I think the universe tests us all the time. By the universe I means the energy that surrounds us inside and outside – or forces of right and wrong/good and evil. The game of winners and losers hanging over us. But, if you’re a yogini like me, that whole paradigm has no significance. My master teacher said to us: “It’s all good.” What could possibly matter that one wins or one loses/ one possess good or evil. Intent is all that matters. My intention is what brings me joy. My intention is what brought my friend back to me and me to him. We had the same intention: not to lose each other in the fracas of life and its limits. Well done. Bravo for the two of us because we learned something valuable. We cannot ever lose love in the universe. Impossible to lose that gift. Impossible.
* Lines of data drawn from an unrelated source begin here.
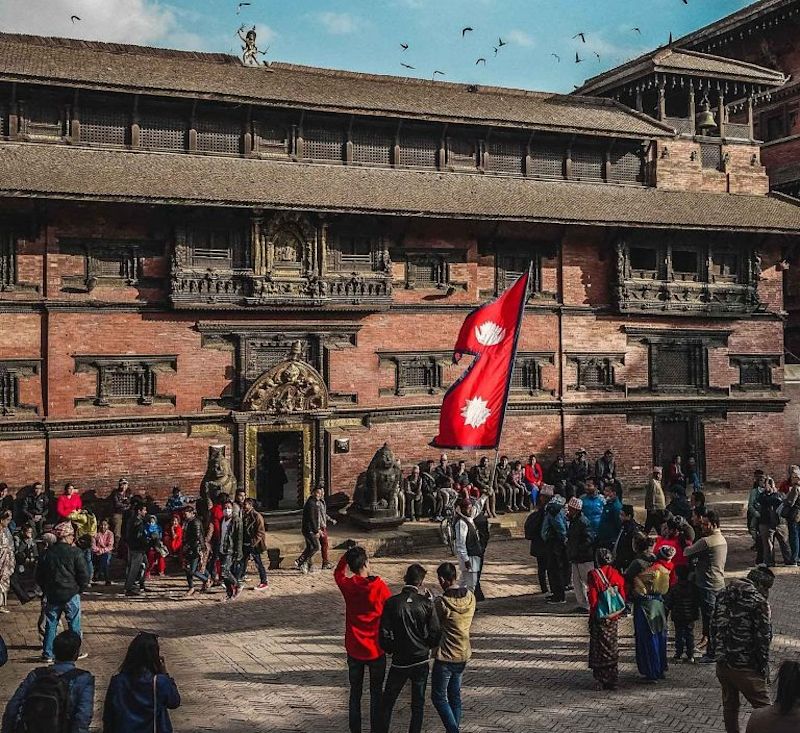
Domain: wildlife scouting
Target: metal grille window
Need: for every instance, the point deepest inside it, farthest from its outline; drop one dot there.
(163, 132)
(547, 160)
(104, 126)
(419, 150)
(323, 143)
(587, 163)
(711, 156)
(219, 135)
(372, 147)
(505, 156)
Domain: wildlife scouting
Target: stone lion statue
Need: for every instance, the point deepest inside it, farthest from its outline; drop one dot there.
(219, 477)
(381, 484)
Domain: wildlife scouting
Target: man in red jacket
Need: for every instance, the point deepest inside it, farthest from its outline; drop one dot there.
(364, 596)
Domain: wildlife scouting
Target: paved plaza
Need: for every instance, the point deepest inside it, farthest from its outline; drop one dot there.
(274, 661)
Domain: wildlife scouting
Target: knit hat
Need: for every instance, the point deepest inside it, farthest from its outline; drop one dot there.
(64, 529)
(666, 552)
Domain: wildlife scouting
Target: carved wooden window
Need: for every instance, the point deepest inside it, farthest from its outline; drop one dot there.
(219, 135)
(273, 137)
(104, 126)
(711, 156)
(163, 130)
(8, 260)
(323, 142)
(415, 373)
(505, 155)
(11, 371)
(547, 159)
(43, 118)
(419, 148)
(372, 146)
(126, 379)
(587, 163)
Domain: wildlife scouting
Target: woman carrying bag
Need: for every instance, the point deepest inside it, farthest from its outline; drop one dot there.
(141, 694)
(605, 589)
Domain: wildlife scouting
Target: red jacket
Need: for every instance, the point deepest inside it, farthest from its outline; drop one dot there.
(65, 505)
(533, 474)
(363, 600)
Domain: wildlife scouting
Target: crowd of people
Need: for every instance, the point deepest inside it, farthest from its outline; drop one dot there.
(585, 539)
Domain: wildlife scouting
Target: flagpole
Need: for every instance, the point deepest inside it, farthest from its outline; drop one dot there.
(510, 377)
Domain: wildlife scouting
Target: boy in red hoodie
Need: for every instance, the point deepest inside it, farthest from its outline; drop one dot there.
(364, 596)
Over the weekend, Sunday to be exact, the universe tested me again. I was with another very good friend – one of the people who bring joy and love to my life – and we went hiking. One the way down from a fabulous hike, I turned to tell him inconsequential and I slipped off the path. My right shoe caught in the dirt so I didn’t tumble down the hill and my left knee came down on a rock – a small rock – but it ripped open the skin below my kneecap and a tornado of blood gushed from my leg. I was very,very present at that moment, as I looked oh, so briefly at the damage to my knee. Kneecap still in tact. Femur not damaged. Shin good. I looked at my right hand that landed in the dirt and there were no scratches,nothing broken.
I felt huge positive energy around me as I was helped up by my friend. Just then two mountain bikers came up to us. They had no inner tube to stop the bleeding. My friend took his t-shirt off and ripped the bottom off and tired it very tightly around my knee area. One of the bikers told me to elevate my leg. In a matter of seconds, I clotted and the bleeding stopped. He asked me if I was in shock. I didn’t think so because I could account for everything that was going on. Five minutes later, I got up to walk. They had already contacted emergency 911 and before I knew it a helicopter was hovering above us.
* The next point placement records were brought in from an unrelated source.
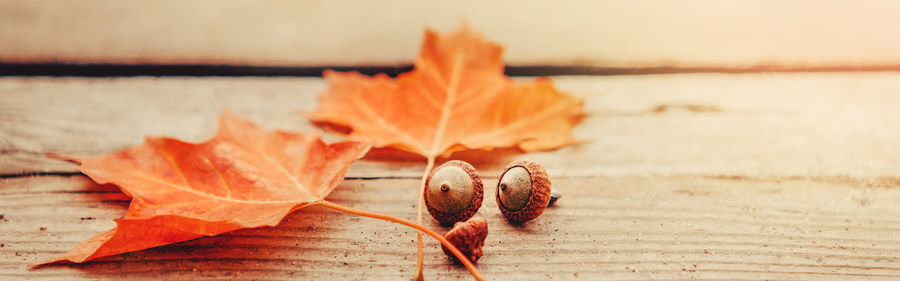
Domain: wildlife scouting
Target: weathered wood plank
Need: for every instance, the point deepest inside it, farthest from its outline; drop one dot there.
(649, 33)
(605, 228)
(824, 126)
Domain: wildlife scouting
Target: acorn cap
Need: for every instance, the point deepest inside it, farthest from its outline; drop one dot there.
(453, 192)
(468, 237)
(524, 205)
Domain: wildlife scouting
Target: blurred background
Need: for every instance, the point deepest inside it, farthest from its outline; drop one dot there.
(586, 36)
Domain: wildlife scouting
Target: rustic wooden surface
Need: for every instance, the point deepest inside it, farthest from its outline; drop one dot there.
(645, 33)
(700, 176)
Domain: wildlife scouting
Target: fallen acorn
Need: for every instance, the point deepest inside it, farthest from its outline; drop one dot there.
(468, 237)
(523, 191)
(453, 192)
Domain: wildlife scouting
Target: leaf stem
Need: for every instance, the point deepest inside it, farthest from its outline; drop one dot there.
(459, 255)
(420, 254)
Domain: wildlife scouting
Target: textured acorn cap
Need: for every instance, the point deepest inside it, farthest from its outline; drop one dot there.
(540, 192)
(447, 218)
(468, 237)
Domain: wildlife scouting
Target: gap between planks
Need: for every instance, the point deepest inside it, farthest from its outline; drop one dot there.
(623, 228)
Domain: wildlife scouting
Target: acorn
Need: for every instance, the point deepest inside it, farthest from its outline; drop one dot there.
(468, 237)
(453, 192)
(523, 191)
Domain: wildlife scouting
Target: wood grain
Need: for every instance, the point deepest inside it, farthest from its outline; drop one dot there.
(621, 228)
(633, 34)
(826, 125)
(702, 177)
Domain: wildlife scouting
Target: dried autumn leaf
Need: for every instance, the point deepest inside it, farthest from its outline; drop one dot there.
(244, 177)
(456, 98)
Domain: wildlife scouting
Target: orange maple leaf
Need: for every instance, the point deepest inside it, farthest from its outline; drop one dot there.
(456, 98)
(244, 177)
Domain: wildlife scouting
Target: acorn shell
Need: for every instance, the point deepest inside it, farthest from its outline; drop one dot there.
(540, 192)
(477, 196)
(468, 237)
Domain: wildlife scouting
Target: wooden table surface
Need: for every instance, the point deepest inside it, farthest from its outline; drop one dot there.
(683, 176)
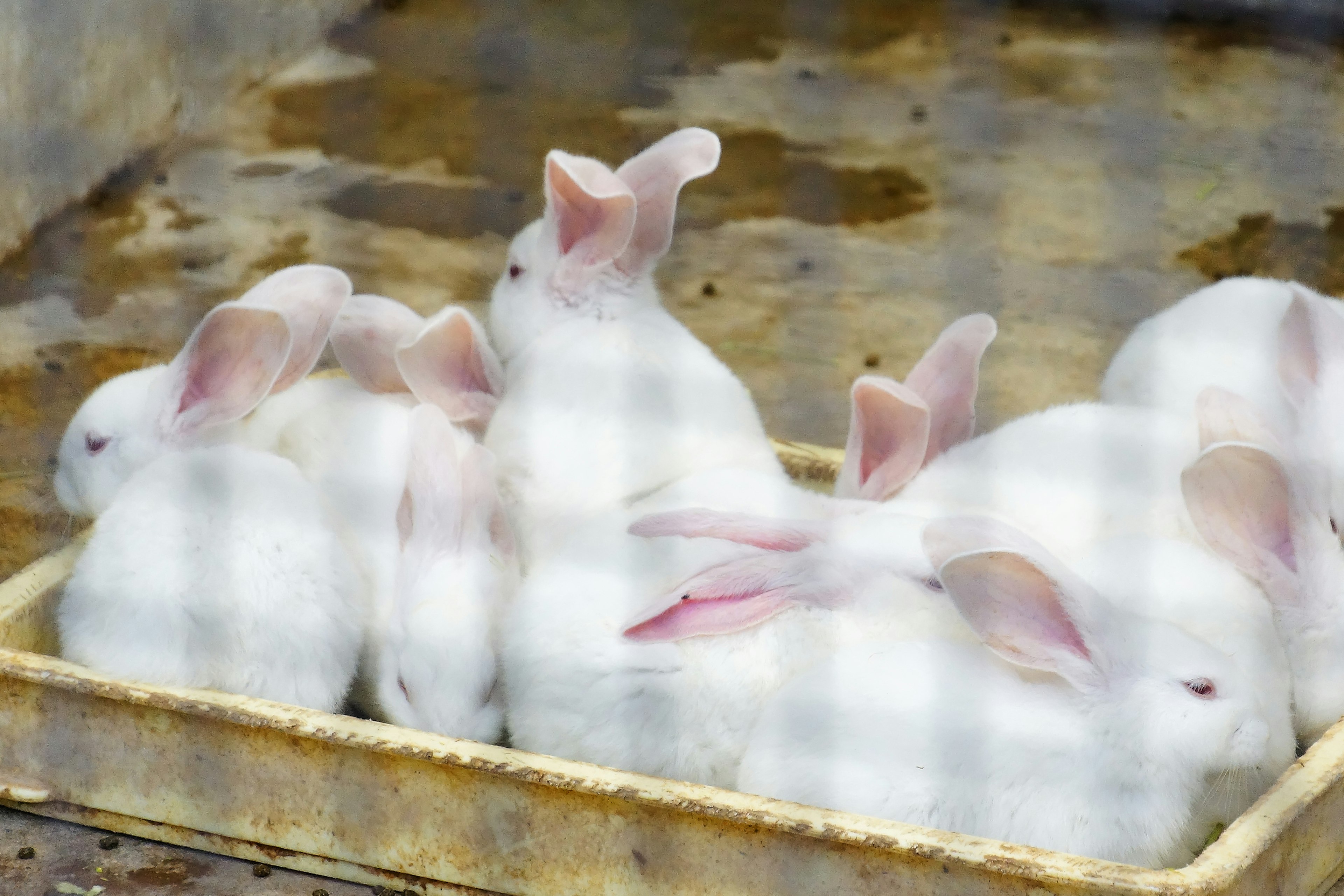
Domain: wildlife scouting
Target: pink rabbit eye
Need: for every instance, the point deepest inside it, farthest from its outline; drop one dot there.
(1202, 688)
This was too much drama for me. In the past, in former actress times, I could be a drama queen but yoga knocked that out of me. I was calm, present and accounted for and I was going to walk down to the road where the medical guys would eventually come. That was at least a mile and a half to walk but for some strange reason the pain was not apparent. I suppose that is a sign of shock but I really felt compelled to complete my journey that morning.
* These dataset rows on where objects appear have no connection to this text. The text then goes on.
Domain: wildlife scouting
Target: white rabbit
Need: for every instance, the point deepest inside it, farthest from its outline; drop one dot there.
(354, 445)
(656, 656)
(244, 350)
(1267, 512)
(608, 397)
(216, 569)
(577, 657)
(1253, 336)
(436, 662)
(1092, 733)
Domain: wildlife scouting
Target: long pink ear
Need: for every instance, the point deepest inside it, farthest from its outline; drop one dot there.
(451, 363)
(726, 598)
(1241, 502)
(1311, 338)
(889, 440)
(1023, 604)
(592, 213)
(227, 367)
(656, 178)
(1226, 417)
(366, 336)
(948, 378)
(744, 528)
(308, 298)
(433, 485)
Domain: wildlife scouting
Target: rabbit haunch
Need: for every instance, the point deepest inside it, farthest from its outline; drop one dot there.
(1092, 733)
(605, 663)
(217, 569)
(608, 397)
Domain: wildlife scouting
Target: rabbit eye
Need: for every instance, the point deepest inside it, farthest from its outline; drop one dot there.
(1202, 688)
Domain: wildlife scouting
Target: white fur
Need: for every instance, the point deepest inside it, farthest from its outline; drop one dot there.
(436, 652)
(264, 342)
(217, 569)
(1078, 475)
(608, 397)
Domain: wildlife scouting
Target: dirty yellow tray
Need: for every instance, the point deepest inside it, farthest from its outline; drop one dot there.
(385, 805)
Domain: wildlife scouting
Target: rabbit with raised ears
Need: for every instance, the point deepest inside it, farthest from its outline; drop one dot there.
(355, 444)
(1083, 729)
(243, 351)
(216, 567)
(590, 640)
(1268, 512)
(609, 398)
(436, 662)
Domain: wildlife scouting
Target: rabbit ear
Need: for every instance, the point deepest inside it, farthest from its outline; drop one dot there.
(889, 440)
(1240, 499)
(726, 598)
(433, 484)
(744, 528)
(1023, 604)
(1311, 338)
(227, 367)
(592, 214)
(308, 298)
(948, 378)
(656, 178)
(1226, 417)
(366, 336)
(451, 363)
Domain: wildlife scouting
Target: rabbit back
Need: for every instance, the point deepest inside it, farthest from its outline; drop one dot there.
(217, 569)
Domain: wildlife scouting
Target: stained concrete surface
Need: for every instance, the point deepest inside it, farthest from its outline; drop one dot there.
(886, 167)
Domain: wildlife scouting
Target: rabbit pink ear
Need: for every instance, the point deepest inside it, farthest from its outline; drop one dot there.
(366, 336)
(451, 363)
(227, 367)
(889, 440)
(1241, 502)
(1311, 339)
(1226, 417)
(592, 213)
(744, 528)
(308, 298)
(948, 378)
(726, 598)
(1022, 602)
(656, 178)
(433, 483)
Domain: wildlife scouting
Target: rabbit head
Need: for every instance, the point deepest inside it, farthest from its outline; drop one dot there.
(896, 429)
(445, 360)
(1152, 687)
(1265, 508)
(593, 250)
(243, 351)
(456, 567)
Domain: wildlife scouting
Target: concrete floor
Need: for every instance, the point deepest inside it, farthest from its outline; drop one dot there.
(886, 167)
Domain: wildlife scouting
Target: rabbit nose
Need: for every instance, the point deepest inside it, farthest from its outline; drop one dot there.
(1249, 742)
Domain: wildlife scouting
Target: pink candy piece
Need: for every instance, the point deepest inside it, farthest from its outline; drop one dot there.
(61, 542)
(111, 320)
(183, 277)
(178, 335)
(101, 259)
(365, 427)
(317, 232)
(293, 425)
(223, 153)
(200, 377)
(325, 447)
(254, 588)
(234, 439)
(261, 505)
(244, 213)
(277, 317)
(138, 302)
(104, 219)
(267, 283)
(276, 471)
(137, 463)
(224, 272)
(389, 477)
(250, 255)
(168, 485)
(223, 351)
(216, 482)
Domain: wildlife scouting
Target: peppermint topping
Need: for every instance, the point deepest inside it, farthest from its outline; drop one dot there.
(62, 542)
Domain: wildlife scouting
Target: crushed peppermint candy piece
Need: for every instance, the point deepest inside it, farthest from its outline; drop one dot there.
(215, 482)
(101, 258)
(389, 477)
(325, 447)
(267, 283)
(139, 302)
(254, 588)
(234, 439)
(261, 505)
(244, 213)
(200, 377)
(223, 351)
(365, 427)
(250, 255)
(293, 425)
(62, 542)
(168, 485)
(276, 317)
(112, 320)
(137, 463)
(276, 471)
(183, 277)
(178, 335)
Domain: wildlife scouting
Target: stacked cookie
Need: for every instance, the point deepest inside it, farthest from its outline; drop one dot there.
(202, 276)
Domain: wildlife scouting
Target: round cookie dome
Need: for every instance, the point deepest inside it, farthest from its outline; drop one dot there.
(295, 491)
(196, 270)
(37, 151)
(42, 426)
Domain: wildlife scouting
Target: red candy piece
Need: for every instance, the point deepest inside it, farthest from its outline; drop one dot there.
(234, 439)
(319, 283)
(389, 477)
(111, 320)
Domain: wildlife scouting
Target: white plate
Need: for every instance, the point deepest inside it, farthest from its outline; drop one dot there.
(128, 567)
Of course, when the 3 gorgeous fireman came walking up the hill toward me, I thought I must be in a movie. My friend said with a dead pan face: “She’s okay now, guys. The good looking crew showed up.” Couldn’t argue with him there. They fixed me up and we walked – or perhaps I limped – the rest of the way down to the emergency vehicles.
Three hours in the emergency at UCLA urgent care and I was stitched up and good to go. Nineteen in all. Big gash. Very ugly. No plastic surgery. Perhaps I got a knee lift. But then I would have to get the other knee lifted. We watched golf for 3 hours but even that boring of all boring games was a treat for me. I was just panting for a martini by the time I got out. I love those guys at UCLA emergency. They have always been the most uplifting, funny and dedicated group of people I have ever met. I always feel safe with them.
When my son asked me today if I cried at all, I said didn’t shed a tear. “Wow,” he said. “Your friend must have been impressed.” Not really. But there was a common meeting of the minds like real friends have, a devotion like pals forever in life have, like there will never be anything that will come between us, ever. Friends mean safety. Friends me comfort. Friends mean trust. Friends mean unconditional love.
I’m the luckiest girl on the planet today.